High-grade sinonasal carcinomas are a cohort of malignant epithelial neoplasms arising in the sinonasal cavities with distinct, ominous morphologic features or lacking well-differentiated features that might otherwise classify them as less biologically worrisome. Recent advances in molecular profiling have led to the identification of several distinct tumor entities previously grouped together. These molecularly distinct lesions include NUT (midline) carcinoma, INI1 (SMARCB1)-deficient carcinoma, SMARCA4-deficient sinonasal carcinoma, and novel IDH-mutant sinonasal undifferentiated carcinoma, in addition to the previously described lymphoepithelial carcinoma that may also be included in the differential diagnosis. The discovery of these distinct molecular tumor profiles may have significant clinical impact as targeted molecular-based therapeutics continue to evolve, and they may offer some respite for patients who have these highly aggressive cancers.

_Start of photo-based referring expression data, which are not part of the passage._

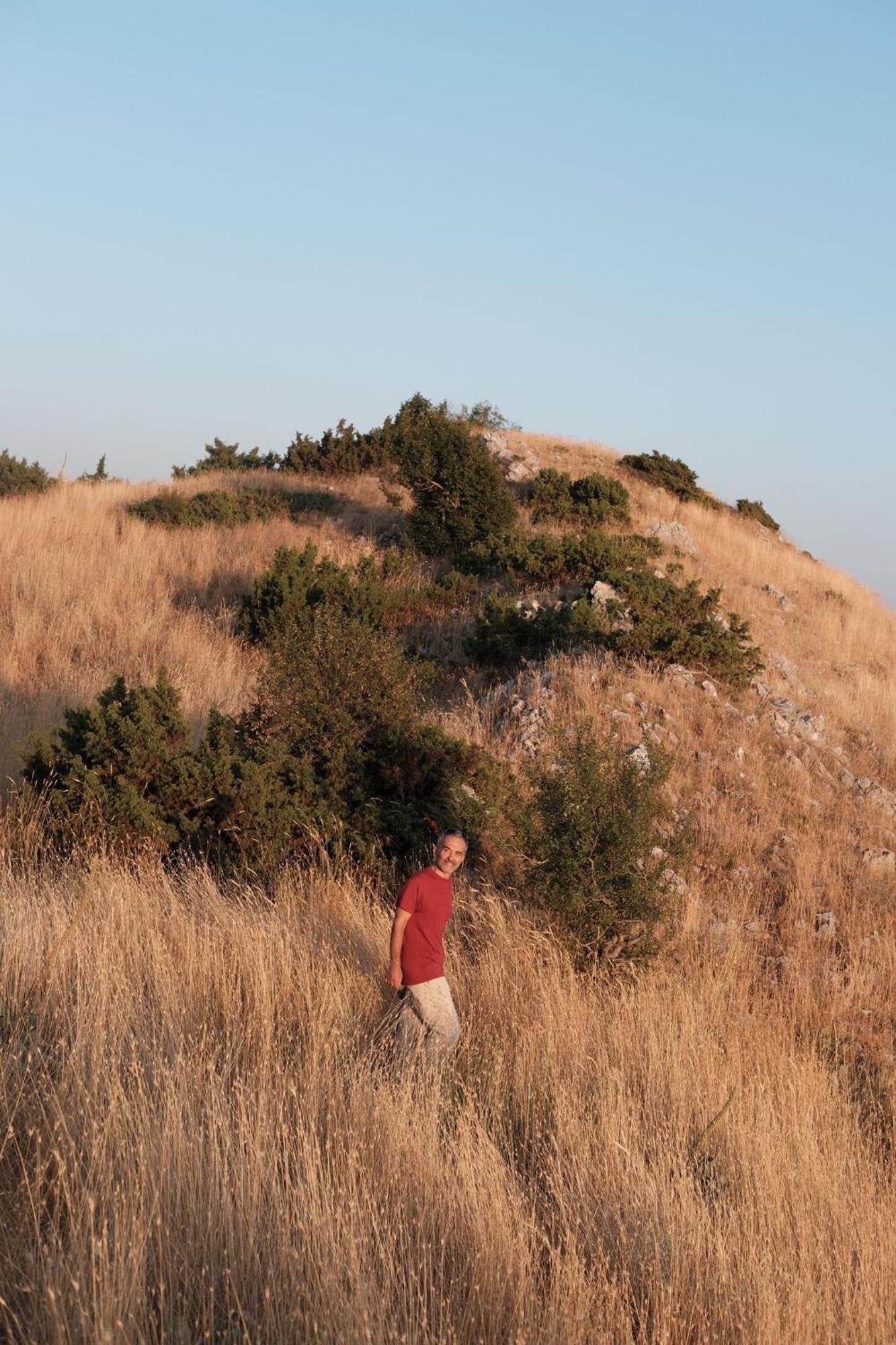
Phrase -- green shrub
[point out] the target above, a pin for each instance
(338, 453)
(592, 829)
(228, 509)
(99, 475)
(21, 478)
(227, 458)
(331, 753)
(587, 501)
(459, 494)
(485, 416)
(298, 583)
(755, 509)
(544, 558)
(680, 625)
(119, 773)
(670, 474)
(654, 619)
(507, 627)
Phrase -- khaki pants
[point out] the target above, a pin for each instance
(428, 1019)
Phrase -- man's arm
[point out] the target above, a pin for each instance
(396, 944)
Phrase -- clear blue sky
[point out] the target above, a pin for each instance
(659, 225)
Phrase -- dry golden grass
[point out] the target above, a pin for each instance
(87, 592)
(205, 1135)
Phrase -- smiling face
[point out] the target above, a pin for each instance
(450, 852)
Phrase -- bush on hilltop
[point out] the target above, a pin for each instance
(589, 500)
(228, 509)
(227, 458)
(459, 494)
(592, 831)
(755, 509)
(670, 474)
(21, 478)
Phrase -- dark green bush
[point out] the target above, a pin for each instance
(298, 583)
(485, 416)
(755, 509)
(654, 619)
(459, 494)
(509, 627)
(228, 509)
(119, 773)
(680, 625)
(338, 453)
(587, 501)
(333, 753)
(21, 478)
(592, 829)
(670, 474)
(99, 475)
(227, 458)
(545, 559)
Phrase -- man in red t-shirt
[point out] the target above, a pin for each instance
(417, 954)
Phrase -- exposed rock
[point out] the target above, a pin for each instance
(880, 861)
(603, 594)
(783, 602)
(392, 537)
(825, 925)
(639, 758)
(674, 536)
(517, 467)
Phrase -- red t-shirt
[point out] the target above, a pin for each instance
(428, 898)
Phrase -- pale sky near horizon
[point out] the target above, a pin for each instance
(658, 227)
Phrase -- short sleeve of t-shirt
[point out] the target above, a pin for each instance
(411, 896)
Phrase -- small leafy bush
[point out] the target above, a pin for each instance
(507, 627)
(333, 753)
(120, 773)
(485, 416)
(227, 458)
(99, 475)
(21, 478)
(592, 829)
(542, 558)
(589, 500)
(228, 509)
(654, 619)
(298, 583)
(338, 453)
(459, 496)
(755, 509)
(670, 474)
(680, 625)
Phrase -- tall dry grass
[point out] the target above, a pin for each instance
(205, 1135)
(208, 1140)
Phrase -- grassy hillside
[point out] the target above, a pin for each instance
(204, 1139)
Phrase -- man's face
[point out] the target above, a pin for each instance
(450, 855)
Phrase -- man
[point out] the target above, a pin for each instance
(417, 956)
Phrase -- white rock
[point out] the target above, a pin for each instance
(639, 758)
(825, 925)
(880, 861)
(674, 535)
(783, 602)
(603, 594)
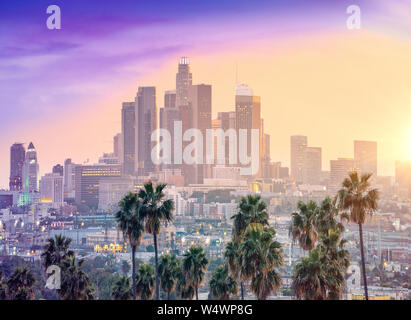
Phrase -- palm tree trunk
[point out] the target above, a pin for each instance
(363, 262)
(156, 259)
(242, 290)
(133, 271)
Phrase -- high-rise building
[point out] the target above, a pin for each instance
(128, 134)
(17, 157)
(248, 115)
(184, 80)
(69, 178)
(118, 146)
(58, 168)
(339, 170)
(403, 175)
(312, 166)
(298, 145)
(88, 179)
(168, 115)
(145, 123)
(52, 189)
(108, 158)
(365, 156)
(31, 170)
(199, 97)
(170, 99)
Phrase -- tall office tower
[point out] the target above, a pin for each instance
(88, 181)
(146, 123)
(69, 178)
(403, 175)
(226, 122)
(199, 97)
(312, 165)
(298, 145)
(365, 155)
(118, 146)
(184, 80)
(170, 99)
(339, 170)
(108, 158)
(58, 168)
(17, 156)
(128, 134)
(248, 113)
(167, 118)
(31, 170)
(52, 189)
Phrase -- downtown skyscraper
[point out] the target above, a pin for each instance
(365, 156)
(31, 170)
(145, 125)
(17, 157)
(298, 145)
(128, 134)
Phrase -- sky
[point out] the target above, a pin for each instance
(63, 89)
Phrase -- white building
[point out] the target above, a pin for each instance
(52, 189)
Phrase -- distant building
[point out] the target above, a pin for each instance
(298, 145)
(69, 178)
(339, 170)
(128, 134)
(200, 101)
(109, 158)
(403, 175)
(184, 79)
(31, 170)
(17, 157)
(88, 180)
(112, 190)
(58, 168)
(312, 165)
(118, 146)
(365, 156)
(145, 124)
(52, 189)
(248, 114)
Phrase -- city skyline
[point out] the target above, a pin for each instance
(294, 98)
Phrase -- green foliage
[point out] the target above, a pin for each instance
(222, 285)
(145, 281)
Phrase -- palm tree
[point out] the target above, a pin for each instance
(302, 228)
(261, 255)
(336, 260)
(20, 284)
(168, 269)
(2, 287)
(222, 284)
(156, 210)
(254, 209)
(122, 289)
(195, 265)
(232, 257)
(75, 283)
(56, 250)
(184, 287)
(358, 199)
(145, 281)
(310, 277)
(130, 223)
(125, 267)
(326, 218)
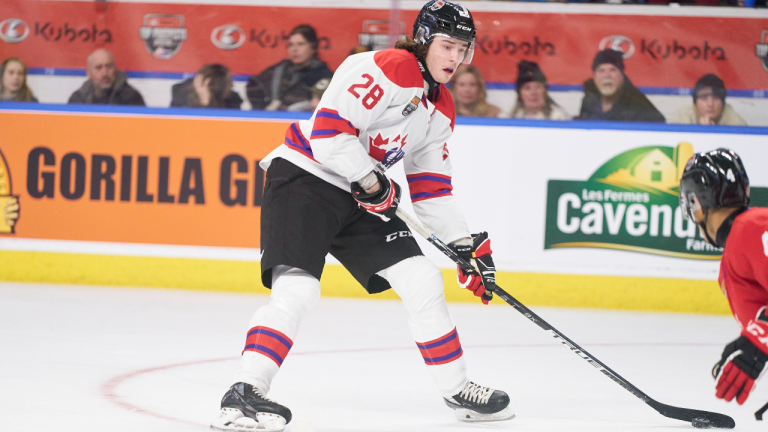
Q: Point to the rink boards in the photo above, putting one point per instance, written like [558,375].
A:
[580,214]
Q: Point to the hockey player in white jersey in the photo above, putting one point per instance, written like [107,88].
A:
[324,194]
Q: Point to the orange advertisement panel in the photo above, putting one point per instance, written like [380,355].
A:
[660,51]
[136,179]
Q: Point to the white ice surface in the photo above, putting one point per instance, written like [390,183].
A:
[75,358]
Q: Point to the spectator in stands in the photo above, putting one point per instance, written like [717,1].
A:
[468,90]
[13,85]
[317,92]
[210,87]
[533,101]
[709,107]
[361,49]
[610,95]
[287,85]
[105,84]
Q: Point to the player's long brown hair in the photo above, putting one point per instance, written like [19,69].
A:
[24,94]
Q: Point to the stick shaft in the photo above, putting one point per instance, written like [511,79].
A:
[685,414]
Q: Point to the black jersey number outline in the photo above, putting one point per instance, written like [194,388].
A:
[372,97]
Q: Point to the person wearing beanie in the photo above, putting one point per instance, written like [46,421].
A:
[468,91]
[533,101]
[287,86]
[610,95]
[709,107]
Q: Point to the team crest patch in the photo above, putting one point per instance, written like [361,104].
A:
[411,107]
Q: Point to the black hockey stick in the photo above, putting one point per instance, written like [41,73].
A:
[699,419]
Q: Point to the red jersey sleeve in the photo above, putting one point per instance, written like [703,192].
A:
[744,274]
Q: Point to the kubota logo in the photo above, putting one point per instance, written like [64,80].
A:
[13,30]
[228,36]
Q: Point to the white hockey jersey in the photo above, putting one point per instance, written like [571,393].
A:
[375,110]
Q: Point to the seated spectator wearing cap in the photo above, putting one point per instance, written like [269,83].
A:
[533,101]
[610,95]
[709,107]
[105,84]
[287,85]
[468,91]
[210,87]
[13,81]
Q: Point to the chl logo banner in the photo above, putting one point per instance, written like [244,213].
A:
[630,203]
[9,203]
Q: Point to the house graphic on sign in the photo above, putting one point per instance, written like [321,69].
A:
[653,171]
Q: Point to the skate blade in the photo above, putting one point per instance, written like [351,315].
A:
[233,420]
[466,415]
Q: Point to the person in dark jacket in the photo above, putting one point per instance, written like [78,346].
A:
[106,84]
[610,95]
[288,84]
[210,87]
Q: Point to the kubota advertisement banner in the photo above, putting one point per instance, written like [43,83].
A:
[668,51]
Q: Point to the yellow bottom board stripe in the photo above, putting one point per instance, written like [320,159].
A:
[532,289]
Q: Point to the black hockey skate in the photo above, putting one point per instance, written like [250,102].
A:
[245,409]
[478,403]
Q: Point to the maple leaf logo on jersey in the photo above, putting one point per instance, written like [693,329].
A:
[385,151]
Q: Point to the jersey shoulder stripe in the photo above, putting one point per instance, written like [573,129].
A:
[400,67]
[328,123]
[444,104]
[295,140]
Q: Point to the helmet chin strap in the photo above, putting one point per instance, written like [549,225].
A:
[703,226]
[428,78]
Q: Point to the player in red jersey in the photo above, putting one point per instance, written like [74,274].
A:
[714,193]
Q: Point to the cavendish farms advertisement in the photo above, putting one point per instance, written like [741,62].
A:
[631,203]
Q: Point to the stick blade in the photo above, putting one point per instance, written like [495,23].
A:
[715,420]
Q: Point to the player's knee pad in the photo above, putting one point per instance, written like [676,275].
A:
[294,293]
[418,282]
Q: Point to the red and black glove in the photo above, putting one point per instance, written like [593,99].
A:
[382,203]
[741,364]
[479,253]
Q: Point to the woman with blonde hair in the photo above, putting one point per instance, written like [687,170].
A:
[533,101]
[13,81]
[468,90]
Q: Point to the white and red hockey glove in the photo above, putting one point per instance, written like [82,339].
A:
[382,203]
[742,363]
[479,254]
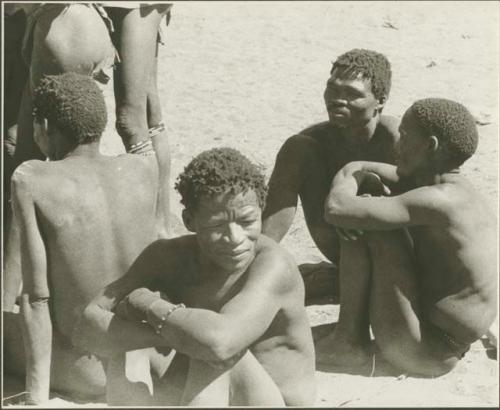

Sinonasal undifferentiated carcinoma (SNUC) is a rare entity comprising less than 3% of sinonasal malignancies and is estimated at 0.02 cases per 100 000 people.1  The World Health Organization (WHO) Classification of Head and Neck Tumours defines this entity as a highly aggressive undifferentiated carcinoma of the sinonasal cavity, and its diagnosis requires the absence of cell lineage differentiation, such as glandular or squamous features.2  The diagnosis of SNUC is one of exclusion, rendered once all other potential high-grade sinonasal carcinomas have been eliminated as diagnostic candidates. Rational treatment strategies for SNUC continue to be suboptimal, and standard multimodality therapy usually includes a combination of surgery, radiation, and chemotherapy. In fact, chemotherapeutic combinations continue to be inconsistently applied across large tertiary referral centers.2,3  Despite aggressive management, the 2-year survival rates in reported series vary from 25% to 67%.3  The arrival of next-generation sequencing platforms into clinical practice has allowed for further subclassification of tumors previously grouped together. High-grade sinonasal carcinomas, including entities presently and previously categorized as SNUC, are a heterogeneous group of malignancies. Discovery of several unique molecular tumor subsets has opened the door to potential therapeutic targets.4  These targetable molecular subsets include NUT (midline) carcinoma (NMC), INI1 (SMARCB1)–deficient carcinoma, SMARCA4-deficient sinonasal carcinoma, and novel isocitrate dehydrogenase (IDH)-mutant SNUC.510 

NUT (midline) carcinoma is a rare, aggressive malignancy that recently appeared in the World Health Organization classification of sinonasal tumors.2  It is characterized as a poorly differentiated carcinoma with frequent squamous differentiation occurring most commonly along the midline axis, especially in the head and neck and the mediastinum.11  Rearrangement of the NUT-BRD4 gene fusion involving t(15;19) chromosomes is detected in approximately 75% of cases.11,12  A minority of NMC cases harboring BRD3-NUT or NUT-variant fusions have also been documented.2,13  It is believed that NUT gene rearrangement could modify chromatin so as to silence the gene expression needed for epithelial differentiation and lead to differentiation arrest.11,13  The result is unregulated growth of undifferentiated neoplastic cells seen histologically as sheetlike growth of poorly differentiated to undifferentiated cells with necrosis and conspicuous mitotic figures (Figure 1, A). The neoplastic cells are commonly immunoreactive for pancytokeratin, p63, and p40.5,13  The diagnosis of NMC requires diffuse, greater than 50%, nuclear labeling with monoclonal antibody targeting NUT mutation (Figure 1, B).2  Despite aggressive multimodality treatment that combines surgery, radiation therapy, and chemotherapy, the prognosis is poor, with an overall median survival of less than 1 year.2,11,13  Recent evidence suggests that targeted treatment with bromodomain (NUT) inhibitors may represent enhanced treatment for patients with NMC.5,14 

Figure 1

NUT midline carcinoma. A, Tumor is composed of sheets of monomorphic poorly differentiated cells with scattered apoptotic bodies. B, Immunohistochemistry reveals positive nuclear expression with NUT antibody (hematoxylin-eosin, original magnification ×40 [A]; original magnification ×40 [B]).

Figure 1

NUT midline carcinoma. A, Tumor is composed of sheets of monomorphic poorly differentiated cells with scattered apoptotic bodies. B, Immunohistochemistry reveals positive nuclear expression with NUT antibody (hematoxylin-eosin, original magnification ×40 [A]; original magnification ×40 [B]).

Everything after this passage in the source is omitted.